Heavily distorted. This massive spike from a loss of $(0.27) a year ago is strictly due to a one-time $73.0M deemed contribution recognized during the preferred stock recapitalization. Investors must strip this out; operating net income was essentially flat at $3.0M.
Guidance
Stable. Management guided for Q1 revenue to be 'roughly flat' compared to Q1 2025. This confirms that the deceleration seen in Q4 is persisting into the new fiscal year, as cross-platform growth merely fills the hole left by legacy declines.
Stable. This implies full-year revenue growth of roughly 0% to 1% (around $357M-$360M) and an EBITDA margin in the 11.5% to 12.0% range. While the balance sheet is fixed, the income statement is stuck in neutral.
Key Questions
Replacing the Lost Retail Client
Cross-Platform growth dropped to single digits in Q4 following the Q3 shift of a major retail media client. When do you expect the pipeline of new Proximic and CCM contracts to fully replace that lost run-rate and return the segment to 20%+ growth?

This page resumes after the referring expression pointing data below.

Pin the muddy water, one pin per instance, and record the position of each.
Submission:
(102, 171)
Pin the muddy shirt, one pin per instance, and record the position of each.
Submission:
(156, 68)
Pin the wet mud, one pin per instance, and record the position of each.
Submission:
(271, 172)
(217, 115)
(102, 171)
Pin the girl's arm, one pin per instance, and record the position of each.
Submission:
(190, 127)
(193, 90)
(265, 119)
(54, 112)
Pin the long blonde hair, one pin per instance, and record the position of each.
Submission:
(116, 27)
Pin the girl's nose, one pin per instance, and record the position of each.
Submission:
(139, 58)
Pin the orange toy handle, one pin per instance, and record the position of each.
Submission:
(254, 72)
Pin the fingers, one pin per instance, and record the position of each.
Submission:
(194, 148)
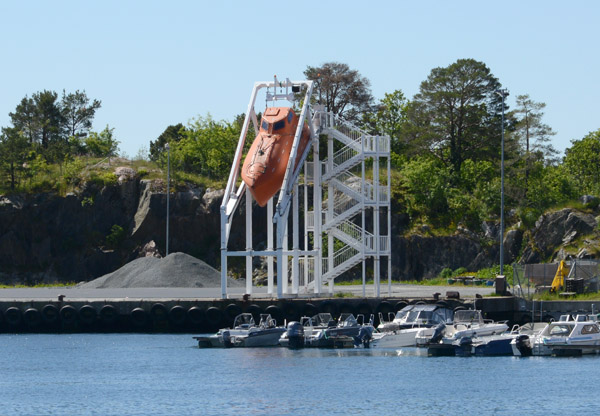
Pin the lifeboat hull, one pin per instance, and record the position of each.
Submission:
(265, 164)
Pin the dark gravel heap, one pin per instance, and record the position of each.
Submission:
(175, 270)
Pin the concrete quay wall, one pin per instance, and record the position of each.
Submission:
(164, 315)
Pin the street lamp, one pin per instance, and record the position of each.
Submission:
(503, 93)
(168, 182)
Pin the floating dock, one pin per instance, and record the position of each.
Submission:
(174, 311)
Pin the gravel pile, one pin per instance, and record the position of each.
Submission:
(175, 270)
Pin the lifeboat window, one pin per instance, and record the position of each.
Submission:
(590, 329)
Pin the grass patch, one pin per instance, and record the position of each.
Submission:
(548, 296)
(343, 295)
(38, 285)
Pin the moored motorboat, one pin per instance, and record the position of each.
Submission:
(409, 321)
(466, 325)
(245, 333)
(566, 337)
(321, 331)
(266, 162)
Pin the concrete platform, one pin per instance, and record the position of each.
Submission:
(74, 293)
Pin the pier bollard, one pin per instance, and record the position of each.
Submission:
(32, 318)
(12, 316)
(108, 315)
(50, 315)
(87, 315)
(68, 315)
(255, 310)
(138, 317)
(177, 315)
(309, 310)
(196, 316)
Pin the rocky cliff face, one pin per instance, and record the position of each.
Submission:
(560, 234)
(47, 238)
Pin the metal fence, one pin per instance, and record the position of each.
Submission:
(531, 278)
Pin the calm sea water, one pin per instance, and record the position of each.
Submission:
(129, 374)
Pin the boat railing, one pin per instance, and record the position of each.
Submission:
(390, 317)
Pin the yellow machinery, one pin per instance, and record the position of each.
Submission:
(559, 277)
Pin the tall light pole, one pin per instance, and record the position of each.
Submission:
(503, 93)
(168, 194)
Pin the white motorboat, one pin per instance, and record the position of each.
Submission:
(245, 333)
(321, 331)
(409, 321)
(466, 323)
(565, 337)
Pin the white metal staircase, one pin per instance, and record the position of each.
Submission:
(348, 195)
(334, 217)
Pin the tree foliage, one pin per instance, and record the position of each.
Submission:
(207, 147)
(456, 114)
(343, 91)
(78, 112)
(102, 144)
(582, 161)
(172, 134)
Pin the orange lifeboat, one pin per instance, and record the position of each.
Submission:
(267, 159)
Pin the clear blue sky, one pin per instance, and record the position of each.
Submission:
(156, 63)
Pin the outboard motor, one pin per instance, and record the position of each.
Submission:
(227, 342)
(363, 338)
(523, 344)
(295, 335)
(438, 333)
(464, 346)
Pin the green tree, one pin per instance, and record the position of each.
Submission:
(533, 137)
(582, 161)
(102, 144)
(208, 148)
(390, 118)
(14, 148)
(342, 90)
(172, 135)
(456, 114)
(78, 112)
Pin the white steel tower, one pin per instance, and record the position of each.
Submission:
(346, 199)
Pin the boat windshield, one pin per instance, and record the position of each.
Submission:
(321, 319)
(279, 125)
(559, 330)
(401, 314)
(347, 319)
(468, 316)
(264, 126)
(266, 321)
(243, 320)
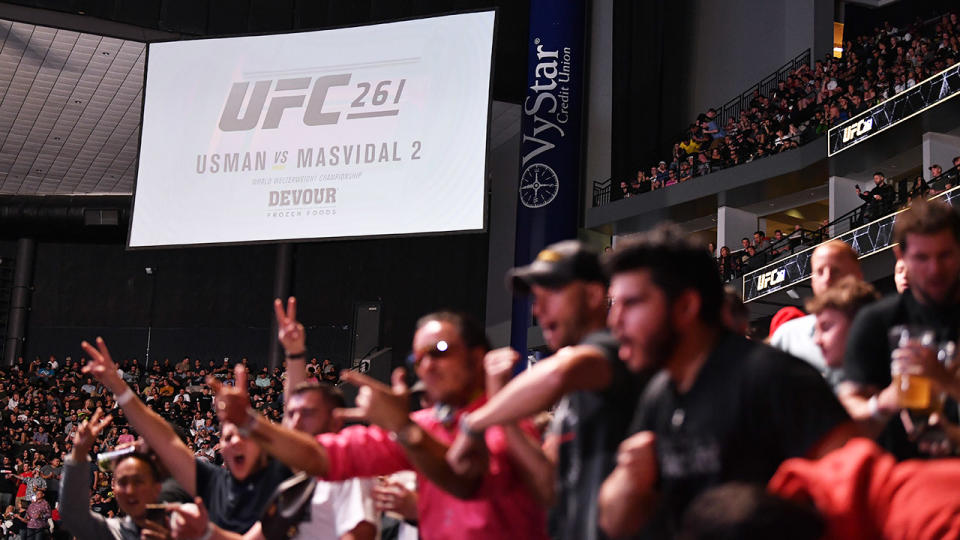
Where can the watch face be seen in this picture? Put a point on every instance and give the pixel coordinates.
(538, 186)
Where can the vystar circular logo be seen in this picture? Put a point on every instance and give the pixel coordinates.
(539, 185)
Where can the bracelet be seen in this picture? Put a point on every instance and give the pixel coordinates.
(124, 397)
(467, 430)
(873, 407)
(248, 426)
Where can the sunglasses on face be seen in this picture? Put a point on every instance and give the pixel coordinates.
(438, 350)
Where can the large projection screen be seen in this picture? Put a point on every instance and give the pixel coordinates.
(364, 131)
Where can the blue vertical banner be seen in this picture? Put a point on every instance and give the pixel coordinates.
(549, 183)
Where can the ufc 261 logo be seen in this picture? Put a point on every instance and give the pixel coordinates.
(299, 93)
(857, 129)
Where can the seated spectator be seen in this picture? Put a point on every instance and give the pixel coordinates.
(136, 483)
(857, 491)
(499, 502)
(248, 470)
(834, 310)
(918, 189)
(728, 264)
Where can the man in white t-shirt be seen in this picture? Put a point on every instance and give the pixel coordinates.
(337, 509)
(828, 264)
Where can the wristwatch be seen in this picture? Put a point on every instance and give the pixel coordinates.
(411, 434)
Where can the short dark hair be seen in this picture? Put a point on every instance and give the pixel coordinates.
(331, 395)
(469, 328)
(738, 511)
(144, 458)
(926, 217)
(675, 263)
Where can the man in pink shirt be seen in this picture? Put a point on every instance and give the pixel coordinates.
(491, 502)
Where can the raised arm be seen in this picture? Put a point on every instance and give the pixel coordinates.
(581, 367)
(294, 341)
(628, 496)
(75, 510)
(175, 455)
(388, 408)
(538, 472)
(295, 449)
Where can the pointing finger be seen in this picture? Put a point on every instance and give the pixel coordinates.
(354, 414)
(240, 375)
(359, 379)
(278, 311)
(214, 384)
(292, 308)
(398, 379)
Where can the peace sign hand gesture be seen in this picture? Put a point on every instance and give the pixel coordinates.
(289, 331)
(102, 367)
(87, 434)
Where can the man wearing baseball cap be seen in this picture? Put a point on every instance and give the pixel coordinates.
(595, 390)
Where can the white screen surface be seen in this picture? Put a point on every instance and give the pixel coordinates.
(374, 130)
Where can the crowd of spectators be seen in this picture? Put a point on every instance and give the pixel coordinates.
(884, 197)
(808, 102)
(44, 402)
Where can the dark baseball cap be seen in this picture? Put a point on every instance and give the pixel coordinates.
(557, 265)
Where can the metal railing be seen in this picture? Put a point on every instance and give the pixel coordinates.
(601, 192)
(868, 230)
(803, 238)
(732, 108)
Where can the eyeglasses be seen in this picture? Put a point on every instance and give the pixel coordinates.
(440, 349)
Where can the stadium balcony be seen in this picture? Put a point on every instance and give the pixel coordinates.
(805, 187)
(779, 283)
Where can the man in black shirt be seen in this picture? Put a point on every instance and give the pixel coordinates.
(595, 390)
(879, 199)
(928, 243)
(721, 408)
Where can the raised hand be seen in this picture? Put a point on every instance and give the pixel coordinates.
(102, 367)
(88, 432)
(637, 458)
(289, 331)
(378, 403)
(151, 530)
(232, 402)
(189, 520)
(391, 496)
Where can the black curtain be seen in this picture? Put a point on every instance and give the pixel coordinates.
(650, 47)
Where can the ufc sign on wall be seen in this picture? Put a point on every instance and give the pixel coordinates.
(365, 131)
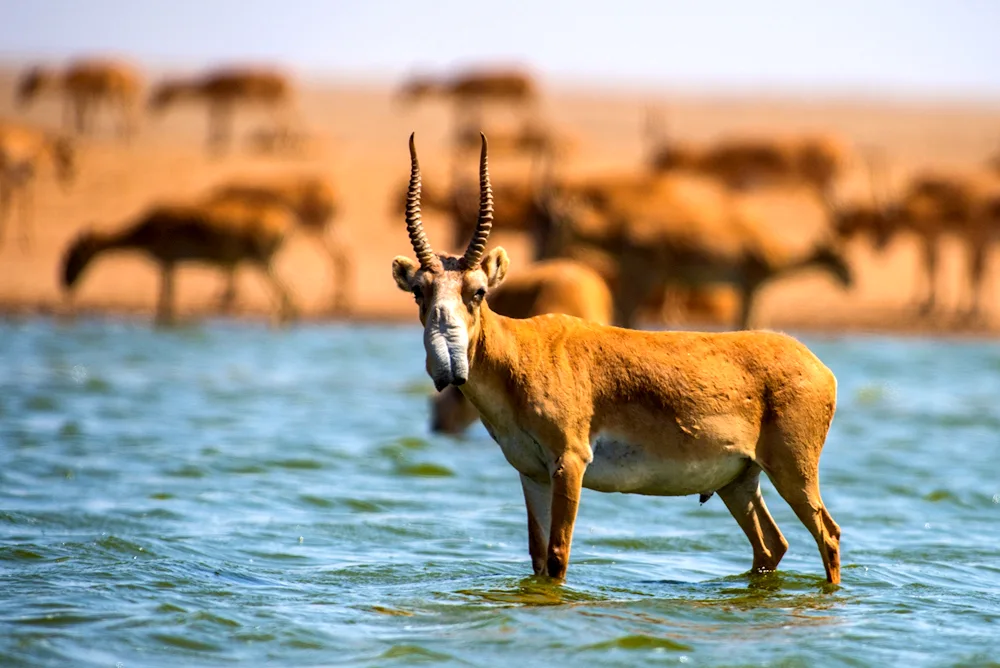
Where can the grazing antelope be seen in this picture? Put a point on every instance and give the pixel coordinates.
(223, 91)
(740, 163)
(575, 404)
(686, 232)
(315, 204)
(498, 85)
(936, 204)
(23, 150)
(551, 286)
(223, 234)
(85, 85)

Post-Recapitalization M&A Strategy
You noted the recapitalization positions the company to evaluate 'additional strategic actions' to unlock growth and simplify the business. Are you prioritizing divestitures of declining legacy assets, or targeted acquisitions to bolster the programmatic and cross-platform tech stack?
Syndicated Audience Floor
With Syndicated Audience revenue declining 5.3% this quarter, where do you see the fundamental floor for this legacy business? Are we modeling a mid-single-digit decline in perpetuity, or is there a point where the base stabilizes?